HOME > 兎穴の分かれ道 > 保管庫 > 早く隠居したい~マヨネーズを目指して~ > 本編 28

やあやあ久しぶり。

どうにか話がまとまったよ、労わってくれ。


あの二人にコンビを組まれると激しく気力が削られるね。
彦と一緒にお呼ばれして言ったんだけど、二人して話し続けるからすごい迫力だったよ。

結局、彦のことはもう誤解されてるだろうし、そのまま裕福な町人の子供ってことで通すことにした。
だがうっかり俺の家との繋がりでもばれた日には、俺の毛はその日のうちに全滅するに違いない。

この年で丸禿げは嫌だ。
意地でも俺の素性は漏れないようにしなくては。

俺と彦とで考え抜いた設定はこうだ。
彦はとある事情でこの町に住んでいる知り合いに預けられている町人の子供である。
俺はその友人。
俺が時折薬草を採りに明け方に山に入る為、滑らないようにあの滑り止めを作ってくれた。

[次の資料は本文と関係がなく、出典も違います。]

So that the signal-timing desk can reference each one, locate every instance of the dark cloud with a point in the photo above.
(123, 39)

短い設定だが、絶対に崩してはいけない、ばれてはいけない大前提である。
ちなみに喜一君はそのまま俺の家の家人である。



現代ならそもそも子供が一人で預けられている時点で怪しいが、こちらではそうでもない。
家の事情、と言えば勝手に予想して納得されてしまうのである。
妾の子供だとでも思われているのだろうか。

まあこちらとしては素性が怪しまれなければ問題はない。


もとより、この店主と職人が勝手にすれば良かったものを、なんのこだわりか俺達が手を引くことを頑として許してくれなかったのだ。
あまり積極的ではなかった俺達に代わり、話を進めて取り決めを決めていったのはほとんど彼らである。

取り決めの内容は自体はいたって普通だ。

職人が中心となって商品を作り、店主が店の宣伝を兼ねて買い取り広告として使う。
ある程度広まったら色々な細工を施した、デザイン性の高い物を販売していく。
そして彦は初めに使う広告としての分と、それ以降の売り上げを一定の比率で受け取ることとなった。
その代わり、定期的に俺達が店に顔を出し、店内の全般の物の売り上げに関して協力をすること。

それだけである。
要は、アイディアを貰うわけだからけじめが欲しいのかね?
売り上げに協力って、何をすればいいんだろう。
サクラでもしろってことかね。


まあ、まさか自分達から売り上げを渡すなんて言い出すとは思っていなかったからそれには驚いた。
でもそうなってみると、間違えて呉服屋に入ってしまったのは正解だったかも知れない。
扱うものが高価だと言うことは、飛び交う金銭も高額である。
おまけに、金持ちの間に流行れば下の人間も憧れを持つ。
しばらく時期を置いてから、一般庶民向けの物も販売してみたらいいかもしれない。

そう思い至って、店主に低価格の物の作成も薦めておいた。
あくまで、軌道に乗ればだが。


なんだかいたく気に入られたようで、俺も彦も散々二人に付き合わされた。


落ち着いたらまた連絡します。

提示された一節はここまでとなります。